Öko-Kolonialismus ohne schlechtes Gewissen

Deutschlands Auslagerung der Gewinnung „grünen“ Stroms nach Lateinamerika hätte dort schwere ökologische und auch soziale Folgen

Dagmar Jestrzemski
21.02.2023

Als sich chinesische Konzerne vor einigen Jahren in Afrika große Agrarflächen zum eigenen Feldbau sicherten, war das Schlagwort „Landgrabbing“ in aller Munde. Bereits 2004 machte die „taz“ mit dem Titel „Eure erneuerbare Energie ist Öko-Kolonialismus“ ein Thema bekannt, das in Lateinamerika und Afrika heute mehr denn je Brisanz hat. Am Beispiel von Chile wird das damit verbundene Unrecht deutlich.

Missachtung der Indogenen

Der chilenische Staat vergab Nutzungsrechte an Wasser, Land und Rohstoffen an private Unternehmen und in der Elektrizitätswirtschaft an sogenannte Independent Power Producers (IPP). Diese Konsortien aus zumeist europäischen und nordamerikanischen Investoren errichten Wind- und Solarparks oftmals auf Ländereien, die ursprünglich der überwiegend indigenen Bevölkerung gehörten. Menschenrechte und der Naturschutz werden dabei missachtet, Widerständige eingeschüchtert und durch Morddrohungen zum Schweigen gebracht. Die deutsche Gesellschaft für Internationale Zusammenarbeit (GIZ) gab 2021 bekannt, dass in Chile Projekte mit insgesamt mehr als 47 Gigawatt (GW) installierter Kapazität für „grünen“ Strom genehmigt wurden, darunter etwa 30 GW für Photovoltaik und fast 14 GW für Windkraftvorhaben. Deutsche Firmen erhoffen sich davon weitere Beteiligungsmöglichkeiten und Lieferchancen.

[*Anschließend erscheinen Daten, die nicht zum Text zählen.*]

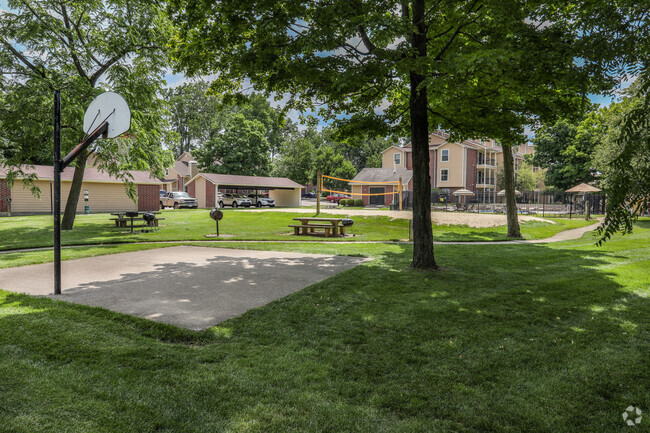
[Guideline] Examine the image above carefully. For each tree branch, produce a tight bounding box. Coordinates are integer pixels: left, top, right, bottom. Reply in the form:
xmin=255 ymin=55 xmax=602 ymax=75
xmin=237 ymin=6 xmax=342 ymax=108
xmin=90 ymin=49 xmax=129 ymax=87
xmin=0 ymin=38 xmax=47 ymax=78
xmin=358 ymin=26 xmax=377 ymax=54
xmin=60 ymin=3 xmax=89 ymax=80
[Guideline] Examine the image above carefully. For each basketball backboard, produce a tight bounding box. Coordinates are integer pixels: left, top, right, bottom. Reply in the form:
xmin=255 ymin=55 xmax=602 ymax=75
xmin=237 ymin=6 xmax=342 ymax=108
xmin=84 ymin=92 xmax=131 ymax=138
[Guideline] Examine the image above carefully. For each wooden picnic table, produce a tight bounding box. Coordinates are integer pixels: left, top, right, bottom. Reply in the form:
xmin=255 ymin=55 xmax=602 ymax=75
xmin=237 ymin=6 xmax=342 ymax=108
xmin=289 ymin=217 xmax=345 ymax=237
xmin=111 ymin=211 xmax=165 ymax=233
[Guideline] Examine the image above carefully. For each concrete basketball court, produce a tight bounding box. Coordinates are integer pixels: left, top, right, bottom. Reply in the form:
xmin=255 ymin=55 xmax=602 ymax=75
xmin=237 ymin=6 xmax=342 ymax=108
xmin=0 ymin=246 xmax=369 ymax=330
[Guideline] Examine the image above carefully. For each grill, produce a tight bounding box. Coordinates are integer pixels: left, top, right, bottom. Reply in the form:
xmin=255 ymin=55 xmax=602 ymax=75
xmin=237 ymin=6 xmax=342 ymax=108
xmin=142 ymin=212 xmax=156 ymax=232
xmin=341 ymin=218 xmax=354 ymax=236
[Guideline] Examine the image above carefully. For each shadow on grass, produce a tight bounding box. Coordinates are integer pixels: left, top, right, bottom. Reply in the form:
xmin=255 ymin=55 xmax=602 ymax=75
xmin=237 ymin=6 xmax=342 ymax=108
xmin=433 ymin=228 xmax=509 ymax=242
xmin=0 ymin=241 xmax=650 ymax=432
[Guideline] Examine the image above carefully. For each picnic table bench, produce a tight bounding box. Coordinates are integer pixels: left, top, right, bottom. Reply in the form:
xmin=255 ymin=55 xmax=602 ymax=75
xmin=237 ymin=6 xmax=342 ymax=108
xmin=110 ymin=211 xmax=165 ymax=233
xmin=289 ymin=218 xmax=345 ymax=238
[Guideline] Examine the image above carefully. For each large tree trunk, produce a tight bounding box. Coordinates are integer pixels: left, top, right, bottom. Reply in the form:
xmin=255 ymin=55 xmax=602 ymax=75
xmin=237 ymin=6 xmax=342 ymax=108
xmin=503 ymin=145 xmax=521 ymax=238
xmin=409 ymin=0 xmax=437 ymax=270
xmin=61 ymin=150 xmax=88 ymax=230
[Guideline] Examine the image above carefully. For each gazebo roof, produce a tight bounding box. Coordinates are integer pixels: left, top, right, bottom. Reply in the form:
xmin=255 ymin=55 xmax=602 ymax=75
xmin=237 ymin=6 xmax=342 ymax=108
xmin=565 ymin=183 xmax=602 ymax=192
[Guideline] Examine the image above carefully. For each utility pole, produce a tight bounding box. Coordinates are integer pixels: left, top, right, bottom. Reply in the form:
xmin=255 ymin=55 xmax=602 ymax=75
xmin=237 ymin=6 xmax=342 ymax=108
xmin=53 ymin=90 xmax=61 ymax=295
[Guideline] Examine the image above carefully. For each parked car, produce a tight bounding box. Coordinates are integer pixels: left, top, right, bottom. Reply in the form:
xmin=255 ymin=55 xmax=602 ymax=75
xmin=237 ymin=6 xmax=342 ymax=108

Heute hüten sich die „taz“ und andere Medien, den Begriff Öko-Kolonialismus und seinen fatalen Hintergrund wiederaufleben zu lassen. Soll doch um jeden Preis vermieden werden, dass hierzulande die katastrophalen Umstände der angeblich umweltschonenden Technologien zur Erzeugung von „grünem“ Strom und Wasserstoff auf anderen Kontinenten bekannt werden und Diskussionen auslösen. Jüngst wollte Bundeskanzler Olaf Scholz bei seinem Besuch der Länder Brasilien, Argentinien und Chile deren Präsidenten seinen „Klimaclub“ schmackhaft machen. Damit verbunden sind Vorhaben für Wind- und Solarparks in den drei Ländern zur Produktion von „grüner“ Energie für den Export nach Deutschland.

Dürre durch Windparks

Natürlich sind der Kanzler und sein Energieminister Robert Habeck über die massiven Menschenrechtsverstöße und die Umweltverschmutzung informiert, die in Lateinamerika in Verbindung mit dem Bergbau, dem wasserverschlingenden Lithiumabbau, dem ebenfalls hohen Wasserverbrauch der Forst- und Agrarindustrie und dem Bau von Wind- und Solarparks erfolgen. In Chile kämpfen die Industriekonzerne um die schwindenden Wasservorräte des Landes, während das Land seit eineinhalb Jahrzehnten einer Jahrtausenddürre ausgeliefert ist. In den ausgebeuteten Regionen bleiben die rechtlosen Kleinbauern hilflos zurück. Ihre Anliegen macht allenfalls das katholische Hilfswerk Misereor publik. Aufgrund des Wassermangels zeichnet sich ein Notstand ab, der den Zusammenbruch großer Teile der Wirtschaft des Landes zur Folge haben könnte. Dessen ungeachtet traten die Präsidenten Chiles und Argentiniens, Gabriel Boric und Alberto Ángel Fernández, dem sogenanntem Klimaclub bei, während Brasiliens Lula da Silva dem Vorschlag des Bundeskanzlers wie auch dessen Bitte um Lieferung von Panzermunition für die Ukraine eine Abfuhr erteilte.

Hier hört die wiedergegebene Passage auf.